Global semiconductor and electrical steel shortages will continue into 2022, forcing automakers to limit production and pivot away from longtime assumptions such as lean inventories and just-in-time manufacturing.
The supply chain issues in automotive are unprecedented. Consumers have to wait longer and be less picky when choosing vehicles and accept that there are certain features that may not be available due to the chip shortage. This globally synchronized, supply-led disruption is something that has never happened in the modern history of the automotive industry—--in other words, a supply-led environment in which consumers cannot obtain vehicles on a global basis because of limitations on manufacturing inputs.
If the question is whether this gets fixed right away, the answer is no. Whilst the one-off chip shortage shock is largely in control, the underlying disruption is expected to continue for some time. The shortage is widespread because of the different semiconductor families that are impacted. The issue started, for example, with microcontrollers, which is a specific chip family, then moved into cross-chip manufacturing operations, particularly in Malaysia, which meant that several chip types were impacted. And as we look out into 2022, we think that analog chips will be another area of a big concern, thus indicating a further semiconductor product family is expected to experience some disruption.

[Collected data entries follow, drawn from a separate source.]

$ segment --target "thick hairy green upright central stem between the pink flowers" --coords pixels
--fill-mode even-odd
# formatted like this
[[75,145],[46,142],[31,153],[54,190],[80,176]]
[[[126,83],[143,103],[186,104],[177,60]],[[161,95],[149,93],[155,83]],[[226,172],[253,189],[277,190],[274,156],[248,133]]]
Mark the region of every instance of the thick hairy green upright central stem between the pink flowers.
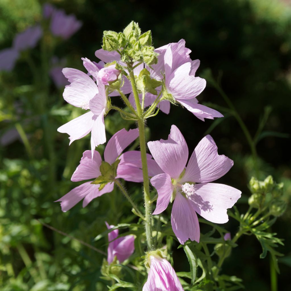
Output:
[[139,101],[139,94],[136,89],[136,83],[134,79],[134,73],[132,68],[129,67],[129,77],[132,85],[132,92],[136,103],[136,111],[138,115],[138,126],[139,126],[139,145],[141,150],[141,163],[143,167],[143,196],[145,203],[145,235],[148,244],[148,251],[153,249],[152,246],[152,218],[151,218],[151,204],[150,204],[150,184],[148,178],[148,163],[146,158],[146,147],[145,147],[145,120],[143,116],[143,110]]

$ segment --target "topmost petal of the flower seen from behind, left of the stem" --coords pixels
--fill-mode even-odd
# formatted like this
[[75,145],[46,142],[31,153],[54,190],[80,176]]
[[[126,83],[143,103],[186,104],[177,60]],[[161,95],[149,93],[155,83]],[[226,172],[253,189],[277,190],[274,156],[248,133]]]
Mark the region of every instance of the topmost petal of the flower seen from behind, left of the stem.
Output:
[[111,139],[109,139],[106,148],[104,150],[105,162],[112,164],[116,161],[118,156],[139,136],[139,130],[125,128],[116,132]]

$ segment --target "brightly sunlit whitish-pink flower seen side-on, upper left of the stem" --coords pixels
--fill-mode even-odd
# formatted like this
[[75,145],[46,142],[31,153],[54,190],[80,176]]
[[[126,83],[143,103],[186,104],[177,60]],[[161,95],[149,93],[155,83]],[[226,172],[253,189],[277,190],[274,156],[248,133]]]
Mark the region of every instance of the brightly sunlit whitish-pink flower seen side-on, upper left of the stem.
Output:
[[87,113],[69,121],[58,128],[58,132],[70,135],[70,144],[91,132],[92,157],[95,147],[105,143],[104,114],[107,110],[105,87],[95,82],[84,72],[72,68],[64,68],[63,74],[71,83],[65,87],[64,99],[75,107],[88,110]]

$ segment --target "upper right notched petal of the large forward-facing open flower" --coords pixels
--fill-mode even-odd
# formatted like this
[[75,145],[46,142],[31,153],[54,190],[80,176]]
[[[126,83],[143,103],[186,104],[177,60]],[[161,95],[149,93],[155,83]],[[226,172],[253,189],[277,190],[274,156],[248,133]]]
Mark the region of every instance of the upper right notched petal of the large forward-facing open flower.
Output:
[[225,175],[232,166],[233,160],[219,155],[217,145],[212,137],[207,135],[193,151],[180,182],[212,182]]

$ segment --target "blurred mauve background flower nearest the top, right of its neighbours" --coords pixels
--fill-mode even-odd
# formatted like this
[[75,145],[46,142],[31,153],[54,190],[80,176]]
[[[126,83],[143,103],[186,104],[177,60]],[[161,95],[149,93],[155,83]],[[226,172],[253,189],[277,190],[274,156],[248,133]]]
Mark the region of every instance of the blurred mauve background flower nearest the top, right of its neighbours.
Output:
[[63,10],[55,9],[51,15],[50,30],[54,36],[68,39],[82,26],[82,22],[75,15],[67,15]]

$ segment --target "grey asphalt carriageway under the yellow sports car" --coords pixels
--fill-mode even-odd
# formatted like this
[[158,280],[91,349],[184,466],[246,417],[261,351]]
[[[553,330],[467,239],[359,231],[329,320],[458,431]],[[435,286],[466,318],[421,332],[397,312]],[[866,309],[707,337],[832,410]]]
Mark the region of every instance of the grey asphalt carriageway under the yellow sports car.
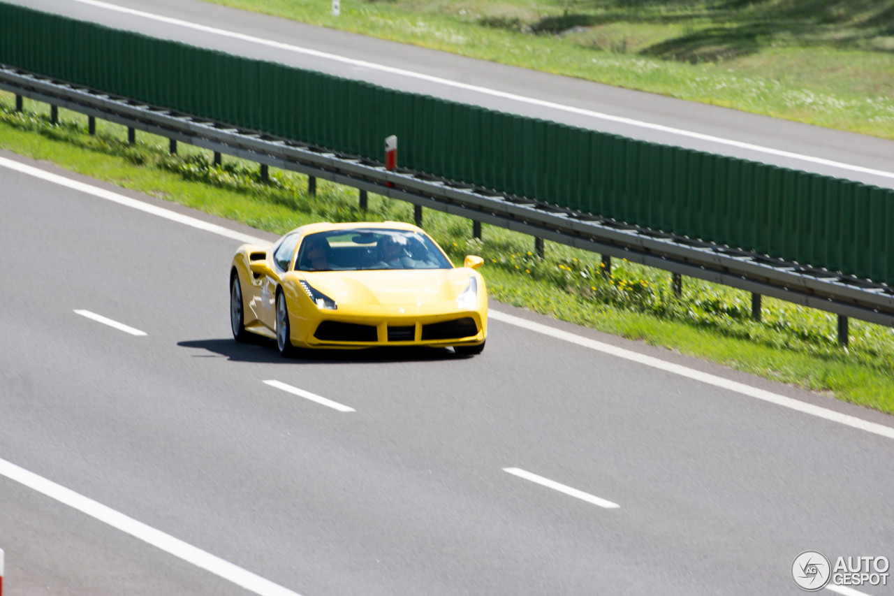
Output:
[[[285,362],[272,345],[230,339],[238,242],[6,169],[0,179],[0,251],[15,278],[0,290],[0,459],[278,585],[306,596],[797,593],[789,566],[802,550],[894,555],[890,438],[499,321],[472,359]],[[3,477],[0,494],[7,593],[245,593]]]

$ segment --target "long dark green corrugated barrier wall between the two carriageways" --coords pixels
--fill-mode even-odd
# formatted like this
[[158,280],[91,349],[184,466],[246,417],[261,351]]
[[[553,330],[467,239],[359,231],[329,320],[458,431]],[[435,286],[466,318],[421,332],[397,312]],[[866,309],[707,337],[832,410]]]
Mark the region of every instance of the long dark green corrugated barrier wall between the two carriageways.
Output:
[[894,191],[0,4],[0,62],[190,115],[894,285]]

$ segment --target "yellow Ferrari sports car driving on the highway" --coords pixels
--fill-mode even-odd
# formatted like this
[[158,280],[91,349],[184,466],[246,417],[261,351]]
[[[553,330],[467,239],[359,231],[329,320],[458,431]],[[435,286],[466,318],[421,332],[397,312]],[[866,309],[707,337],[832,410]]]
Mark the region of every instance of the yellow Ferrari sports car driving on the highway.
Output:
[[452,346],[481,353],[487,337],[484,260],[454,267],[417,226],[311,224],[232,259],[232,335],[295,348]]

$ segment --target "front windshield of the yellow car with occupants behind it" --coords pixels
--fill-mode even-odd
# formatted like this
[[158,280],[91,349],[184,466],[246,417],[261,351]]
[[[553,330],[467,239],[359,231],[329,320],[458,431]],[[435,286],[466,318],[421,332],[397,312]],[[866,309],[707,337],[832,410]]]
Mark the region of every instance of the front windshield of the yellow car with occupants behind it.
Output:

With regard to the chip shortage, it would be safe to say 2022 is already something of a write off—in other words, disruption will continue. We’re looking at semiconductor lead times that normally would be in the region of 12 weeks having shot up to 26 weeks or more with the prospect of an elongated lead time through 2022. As a function of this, automakers will be called upon to make trade-offs when producing vehicles in 2022.
Another area of automotive supply chain concern is electrical steel. Electrical steel is a grade of steel which, for automotive purposes, is used in significant amounts specifically in electric motors for propulsion. Anywhere between $60 to $200 worth of electrical steel goes into electric vehicles. More than two-thirds of the production takes place in China and South Korea— in other words, it’s a very concentrated supply base. There are only 20 manufacturing sites on a global basis that can produce automotive-grade electrical steel, with virtually no capacity in North America. This means that the capacity is already really being stretched as we look out into 2022.
To put this into perspective, even in a worst-case scenario, this won’t be as bad as the chip shortage because the chip shortage has meant that a vast portion of the manufacturers’ portfolio could not be manufactured. Here, we are looking at specific segments of their vehicles that could not be manufactured, particularly battery electric vehicles. But similar to the chip shortage, we’re looking at a structural deficit of electrical steel that needs to be addressed. We may get by in 2022, but as we look out at 2025, 2026, and beyond, a significant structural deficit of these input has begun to emerge, which will require significant investment in capacity. Building this capacity does require time.
The recent experience of these input shortages are forcing automakers to go against everything they have done in the past 30 years when it comes to supply chain management. This means going against the famous Toyota Way, which was predicated upon lean supply and having as little inventory as possible. Carmakers are now considering taking on inventory for certain parts because, in relative terms, it costs peanuts to have that inventory compared with having a line stoppage. A line stoppage costs upwards of $50 million per week to an OEM (original equipment manufacturer), an unpalatable outcome if you’re missing just maybe $500,000 worth of inventory. The crisis is also forcing the OEMs to think differently about their supply chain. For example, there is an argument for automakers to create partnerships with companies with whom they had very limited dealings with only a few months back (or even ignored their existence), be it chip manufacturers or other companies in critical upstream operations. This is a sign of the changes that the supply chain crisis has imposed on the automotive industry.